Benford’s Law

With American election season in full swing, at least as I write this (February 1st, 2024), I thought it might be appropriate to write about Benford’s law, how it has been used in the past to analyze numbers, why it has been used to search for election fraud, and, importantly, when it is inappropriate to apply Benford’s law.

Numbers, in nature, will often follow patterns, and one particular pattern pops up in so many disparate data sets that some are comfortable throwing up their hands and claiming it to be magic. I speak of course of the famous Law of Anomalous Numbers.

In certain data sets, there is a pattern in the frequency of the leading digit, this was noticed by Simon Newcomb who first observed it in 18811. As a physicist, he was often looking up numbers in log tables and made a curious observation: the earlier pages in the book of log tables were more tattered than the later pages. He wondered if this was a pattern repeated elsewhere. Benford expounded upon his work and wrote a paper in 1938 titled “The Law of Anomalous Numbers” and this phenomenon is now called Benford’s law, the Newcomb-Benford law, or the Law of Anomalous Numbers. This pattern can be found in quite a wide variety of natural phenomenon, sometimes it is intuitive as to why the pattern emerges, sometimes not; and it will emerge in some rather strange places at times.

Definition

Benford’s law concerns itself with only the leading digits in a list of numbers. The leading digit is simply the number in the front. So, for example, the number 3,427,846 has a leading digit of 3. We are not at all interested in any other digits in the number except for the lead digit.

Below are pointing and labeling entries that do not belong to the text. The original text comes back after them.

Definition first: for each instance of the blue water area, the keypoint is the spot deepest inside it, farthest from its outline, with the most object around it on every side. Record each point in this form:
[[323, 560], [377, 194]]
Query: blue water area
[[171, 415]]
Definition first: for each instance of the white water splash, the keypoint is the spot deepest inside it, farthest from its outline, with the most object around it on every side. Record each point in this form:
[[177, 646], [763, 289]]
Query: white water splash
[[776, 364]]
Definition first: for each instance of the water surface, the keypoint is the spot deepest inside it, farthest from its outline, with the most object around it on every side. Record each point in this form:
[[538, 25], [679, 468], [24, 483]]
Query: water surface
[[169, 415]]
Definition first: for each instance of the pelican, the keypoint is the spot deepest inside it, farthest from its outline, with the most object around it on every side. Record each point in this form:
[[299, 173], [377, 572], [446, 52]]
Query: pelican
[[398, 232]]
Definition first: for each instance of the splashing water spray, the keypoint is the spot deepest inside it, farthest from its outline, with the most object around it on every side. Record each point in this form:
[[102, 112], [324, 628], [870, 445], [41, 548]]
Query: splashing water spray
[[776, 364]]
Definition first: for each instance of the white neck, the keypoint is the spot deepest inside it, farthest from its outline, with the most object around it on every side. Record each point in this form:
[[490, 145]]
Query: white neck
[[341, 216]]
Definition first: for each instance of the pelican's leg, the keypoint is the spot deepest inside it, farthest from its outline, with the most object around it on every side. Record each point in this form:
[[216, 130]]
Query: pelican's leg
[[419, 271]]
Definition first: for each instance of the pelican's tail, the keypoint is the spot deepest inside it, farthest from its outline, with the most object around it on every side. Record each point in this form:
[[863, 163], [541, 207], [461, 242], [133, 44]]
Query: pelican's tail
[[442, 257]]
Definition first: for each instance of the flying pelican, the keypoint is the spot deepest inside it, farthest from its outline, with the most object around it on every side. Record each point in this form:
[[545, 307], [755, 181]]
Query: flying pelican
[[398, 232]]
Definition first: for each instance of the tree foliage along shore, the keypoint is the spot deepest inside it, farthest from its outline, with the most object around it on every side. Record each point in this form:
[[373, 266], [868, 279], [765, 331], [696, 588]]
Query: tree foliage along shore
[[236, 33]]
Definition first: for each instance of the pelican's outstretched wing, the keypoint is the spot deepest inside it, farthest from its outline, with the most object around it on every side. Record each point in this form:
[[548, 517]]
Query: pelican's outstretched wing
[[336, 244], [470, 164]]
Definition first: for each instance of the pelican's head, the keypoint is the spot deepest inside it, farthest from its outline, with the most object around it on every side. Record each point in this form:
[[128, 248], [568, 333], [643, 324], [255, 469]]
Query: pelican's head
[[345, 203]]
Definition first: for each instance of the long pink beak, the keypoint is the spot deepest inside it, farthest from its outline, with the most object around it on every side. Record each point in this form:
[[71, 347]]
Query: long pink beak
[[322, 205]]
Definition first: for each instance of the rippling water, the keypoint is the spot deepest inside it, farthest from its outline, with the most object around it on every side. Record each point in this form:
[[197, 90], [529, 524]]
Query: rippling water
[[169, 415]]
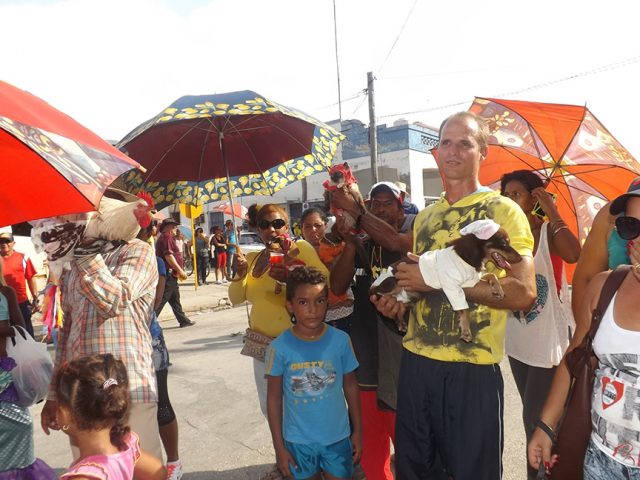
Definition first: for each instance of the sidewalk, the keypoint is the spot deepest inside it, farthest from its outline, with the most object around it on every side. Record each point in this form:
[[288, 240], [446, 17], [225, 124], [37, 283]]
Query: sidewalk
[[206, 297]]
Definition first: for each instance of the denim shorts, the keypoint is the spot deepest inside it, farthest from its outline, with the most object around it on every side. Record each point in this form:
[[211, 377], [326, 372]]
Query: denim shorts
[[335, 459], [598, 466]]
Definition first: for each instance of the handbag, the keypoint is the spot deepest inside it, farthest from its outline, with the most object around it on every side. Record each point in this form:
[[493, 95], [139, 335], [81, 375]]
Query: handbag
[[34, 367], [255, 344], [575, 428]]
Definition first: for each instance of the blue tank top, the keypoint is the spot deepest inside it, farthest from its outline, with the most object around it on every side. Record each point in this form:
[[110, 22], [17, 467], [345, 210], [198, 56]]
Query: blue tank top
[[617, 247], [4, 307]]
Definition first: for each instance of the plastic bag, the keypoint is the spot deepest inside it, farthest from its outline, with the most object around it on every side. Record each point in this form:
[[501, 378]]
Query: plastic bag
[[34, 367]]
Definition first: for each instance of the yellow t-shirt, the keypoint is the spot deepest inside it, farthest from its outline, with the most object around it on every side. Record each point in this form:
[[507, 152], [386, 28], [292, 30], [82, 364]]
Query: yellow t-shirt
[[433, 329], [269, 314]]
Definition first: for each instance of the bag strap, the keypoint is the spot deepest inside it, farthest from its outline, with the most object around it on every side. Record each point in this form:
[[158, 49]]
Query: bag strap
[[610, 287], [249, 270]]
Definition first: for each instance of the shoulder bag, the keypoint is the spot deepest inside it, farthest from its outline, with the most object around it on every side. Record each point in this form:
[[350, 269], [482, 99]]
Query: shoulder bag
[[575, 429]]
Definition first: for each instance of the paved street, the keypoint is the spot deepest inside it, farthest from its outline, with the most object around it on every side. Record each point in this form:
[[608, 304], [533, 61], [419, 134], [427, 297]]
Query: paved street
[[222, 432]]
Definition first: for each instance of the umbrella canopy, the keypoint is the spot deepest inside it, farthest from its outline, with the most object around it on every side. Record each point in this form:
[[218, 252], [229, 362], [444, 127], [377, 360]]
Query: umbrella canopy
[[579, 160], [51, 165], [239, 211], [200, 147]]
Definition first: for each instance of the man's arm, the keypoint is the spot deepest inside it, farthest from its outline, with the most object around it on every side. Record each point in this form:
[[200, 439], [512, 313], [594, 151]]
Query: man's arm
[[173, 263], [385, 235], [110, 293], [594, 257], [382, 233], [341, 273], [519, 286]]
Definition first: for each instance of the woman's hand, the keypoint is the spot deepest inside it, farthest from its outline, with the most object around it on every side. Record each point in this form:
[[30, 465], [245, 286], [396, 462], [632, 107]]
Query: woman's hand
[[390, 307], [547, 203], [342, 229], [241, 265], [634, 256], [539, 450]]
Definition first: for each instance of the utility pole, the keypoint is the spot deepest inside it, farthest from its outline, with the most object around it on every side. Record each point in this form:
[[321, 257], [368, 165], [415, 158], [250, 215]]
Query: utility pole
[[373, 131]]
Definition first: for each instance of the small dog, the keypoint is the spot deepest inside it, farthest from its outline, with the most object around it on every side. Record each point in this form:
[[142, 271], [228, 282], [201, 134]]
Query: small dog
[[341, 177], [458, 266]]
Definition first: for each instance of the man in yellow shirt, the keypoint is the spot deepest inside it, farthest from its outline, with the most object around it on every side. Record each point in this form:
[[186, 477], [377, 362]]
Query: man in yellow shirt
[[450, 394]]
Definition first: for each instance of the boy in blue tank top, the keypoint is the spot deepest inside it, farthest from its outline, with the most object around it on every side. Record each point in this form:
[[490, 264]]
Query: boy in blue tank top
[[310, 369]]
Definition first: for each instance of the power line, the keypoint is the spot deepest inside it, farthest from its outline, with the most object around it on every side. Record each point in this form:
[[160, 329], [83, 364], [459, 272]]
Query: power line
[[364, 97], [398, 36], [586, 73], [344, 100]]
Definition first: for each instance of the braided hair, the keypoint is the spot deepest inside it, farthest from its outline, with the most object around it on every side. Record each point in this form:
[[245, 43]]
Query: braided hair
[[95, 390]]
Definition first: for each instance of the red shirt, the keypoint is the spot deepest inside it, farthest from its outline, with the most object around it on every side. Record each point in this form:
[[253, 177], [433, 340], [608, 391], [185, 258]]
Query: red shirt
[[166, 245], [17, 270]]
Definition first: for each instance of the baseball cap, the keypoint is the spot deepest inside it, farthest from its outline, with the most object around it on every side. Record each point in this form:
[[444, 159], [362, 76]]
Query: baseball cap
[[620, 203], [402, 186], [167, 221], [389, 187]]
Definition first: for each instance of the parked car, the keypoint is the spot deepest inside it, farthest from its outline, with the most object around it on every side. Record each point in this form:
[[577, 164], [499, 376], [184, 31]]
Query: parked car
[[250, 242]]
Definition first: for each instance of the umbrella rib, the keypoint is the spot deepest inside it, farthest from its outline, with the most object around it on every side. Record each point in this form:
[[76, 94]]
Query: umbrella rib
[[204, 147], [182, 137], [557, 165], [255, 160], [591, 171], [286, 133]]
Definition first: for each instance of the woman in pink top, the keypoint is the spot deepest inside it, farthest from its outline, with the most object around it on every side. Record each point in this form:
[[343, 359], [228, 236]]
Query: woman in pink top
[[93, 406]]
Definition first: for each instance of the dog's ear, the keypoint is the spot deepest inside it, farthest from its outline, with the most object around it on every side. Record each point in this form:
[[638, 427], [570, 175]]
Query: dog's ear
[[470, 248], [327, 201]]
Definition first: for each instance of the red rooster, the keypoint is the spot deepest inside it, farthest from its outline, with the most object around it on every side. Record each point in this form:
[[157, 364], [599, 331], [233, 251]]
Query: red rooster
[[341, 177], [118, 220]]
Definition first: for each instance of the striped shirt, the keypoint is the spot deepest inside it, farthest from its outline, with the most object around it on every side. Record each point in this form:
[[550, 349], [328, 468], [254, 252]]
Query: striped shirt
[[107, 301]]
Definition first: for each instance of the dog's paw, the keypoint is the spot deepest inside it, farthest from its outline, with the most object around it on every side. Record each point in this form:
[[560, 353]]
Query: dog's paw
[[498, 294], [466, 336]]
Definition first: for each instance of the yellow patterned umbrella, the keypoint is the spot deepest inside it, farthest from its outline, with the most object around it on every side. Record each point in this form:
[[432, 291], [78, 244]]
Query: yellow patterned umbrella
[[212, 147]]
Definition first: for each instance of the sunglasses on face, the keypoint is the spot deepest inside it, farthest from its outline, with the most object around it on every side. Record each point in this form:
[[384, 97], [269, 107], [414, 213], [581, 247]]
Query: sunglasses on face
[[277, 224], [628, 227]]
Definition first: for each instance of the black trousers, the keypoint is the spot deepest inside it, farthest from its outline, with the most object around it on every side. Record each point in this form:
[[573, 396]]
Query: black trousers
[[203, 261], [172, 295], [533, 385], [25, 309], [449, 420]]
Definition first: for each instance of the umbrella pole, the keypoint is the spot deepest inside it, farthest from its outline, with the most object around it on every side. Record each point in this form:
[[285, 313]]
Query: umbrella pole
[[195, 258], [223, 153]]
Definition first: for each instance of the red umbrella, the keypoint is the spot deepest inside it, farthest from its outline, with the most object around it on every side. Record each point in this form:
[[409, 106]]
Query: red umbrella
[[580, 161], [51, 165], [240, 211]]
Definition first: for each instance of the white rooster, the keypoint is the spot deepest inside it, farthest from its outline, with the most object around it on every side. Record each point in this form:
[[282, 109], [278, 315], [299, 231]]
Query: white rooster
[[118, 220]]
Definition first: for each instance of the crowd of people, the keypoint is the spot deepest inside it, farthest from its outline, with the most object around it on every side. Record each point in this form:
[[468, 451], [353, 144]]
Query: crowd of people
[[345, 378]]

In a given dataset, according to Benford’s law, about 30% of the leading digits will be 1, about 17% will be 2, 12% will be 3, and the frequency of the digits decreases as they get larger. The specific calculation is for frequency is:

    \[\log_{10}(n+1) - \log_{10} (n) \]

And when graphed looks like so:

That pattern’s origins are easier to see when looking at a log scale:

Start marking random locations on the above line, there is a roughly 30% chance it will be 1, a 17% chance it will be 2, etc.

The law in nature:

I have gathered some data from seemingly unrelated fields and graphed them. All of these pass the tests (introduced below) and exhibit a Benford pattern: The number of internet users over time2, the population figures for US counties, the number of rushing yards by player for the 2023 NFL season3, the Fibonacci sequence of numbers, and Apple’s revenue since 19924.

Mixed numbers, surprisingly, often conform. A mixed number might be taking all numbers from a body of text. Benford himself did this using Reader’s Digest. He went through the text, took all the numbers out and isolated the first digits. This set, too, conformed. I performed the same trick with my own blog posts, however, I do not get conformity. Perhaps my dataset is too small and over time, it will conform (I write slowly).

The following is a list of distributions tested by Benford:

Benford, Frank. “The Law of Anomalous Numbers.”5

The pervasiveness of the law is quite clear. And it is more than a mere parlor trick. This is a real phenomenon in statistics that has really been used to discover fraudulent data from accounting to elections and is admissible in court6. This paper utilized Benford’s law to test whether an image is real or computer generated. The analytical power cannot be denied. However, and this is extremely important, it must be applied correctly to appropriate data sets and even then, any violations must be treated as a red flag at best!

Commonalities and expectations and deviations:

Datasets which conform generally share some similarities. They tend to be larger data sets, so n is large. The data ranges over orders of magnitude. Not just 1-9 but maybe 1- 100,000 or even in the millions or billions. Exponential growth models conform very well, as shown below.

Data sets where it is less likely to find conformity include sets of assigned numbers. For example zip codes, precinct sizes, and area codes. Sets with upper and lower bounds, set either naturally or arbitrarily, will likely not conform either; examples include rolling a die (the maximum number is capped at 6) or human weight (very few humans weigh less than 20 kg).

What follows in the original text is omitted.